In this project, you’re given a text file with chess tournament results where the information has some structure. Your job is to create an R Markdown file that generates a .CSV file (that could for example be imported into a SQL database) with the following information for all of the players:
- Player’s Name
- Player’s State
- Total Number of Points
- Player’s Pre-Rating
- Average Pre Chess Rating of Opponents
Source File:
https://raw.githubusercontent.com/Shetura36/Data-607-Assignments/master/Project1/tournamentinfo.txt
- The file has 196 lines
- The file has 128 lines that contain player information
- The file has 64 individual players
Output File:
Link to a CSV file generated by this R code that contains the player data extracted from the source file.
library(RCurl)
library(stringr)
- Read file
- Load data as a data frame
- Convert data type of each line from factor to character
fileURL = "https://raw.githubusercontent.com/Shetura36/Data-607-Assignments/master/Project1/tournamentinfo.txt"

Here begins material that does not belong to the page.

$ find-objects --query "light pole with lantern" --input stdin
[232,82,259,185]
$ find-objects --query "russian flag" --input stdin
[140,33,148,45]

textFile <- readLines(fileURL)
typeof(textFile) #array of character
## [1] "character"
df.textData <- as.data.frame(textFile)#convert textFile into a data frame
dim(df.textData) # has 196 lines
## [1] 196 1
df.textData$textFile <- as.character(df.textData$textFile) #convert factor data into character data
head(df.textData)
## textFile
## 1 -----------------------------------------------------------------------------------------
## 2 Pair | Player Name |Total|Round|Round|Round|Round|Round|Round|Round|
## 3 Num | USCF ID / Rtg (Pre->Post) | Pts | 1 | 2 | 3 | 4 | 5 | 6 | 7 |
## 4 -----------------------------------------------------------------------------------------
## 5 1 | GARY HUA |6.0 |W 39|W 21|W 18|W 14|W 7|D 12|D 4|
## 6 ON | 15445895 / R: 1794 ->1817 |N:2 |W |B |W |B |W |B |W |
tail(df.textData)
## textFile
## 191 63 | THOMAS JOSEPH HOSMER |1.0 |L 2|L 48|D 49|L 43|L 45|H |U |
## 192 MI | 15057092 / R: 1175 ->1125 | |W |B |W |B |B | | |
## 193 -----------------------------------------------------------------------------------------
## 194 64 | BEN LI |1.0 |L 22|D 30|L 31|D 49|L 46|L 42|L 54|
## 195 MI | 15006561 / R: 1163 ->1112 | |B |W |W |B |W |B |B |
## 196 -----------------------------------------------------------------------------------------
This function helps identify which lines of text contain player data and which lines don’t.
Assumption:
Every player data line either starts with a number or a 2 letter abbreviation of a state. This assumption is true for this specific file.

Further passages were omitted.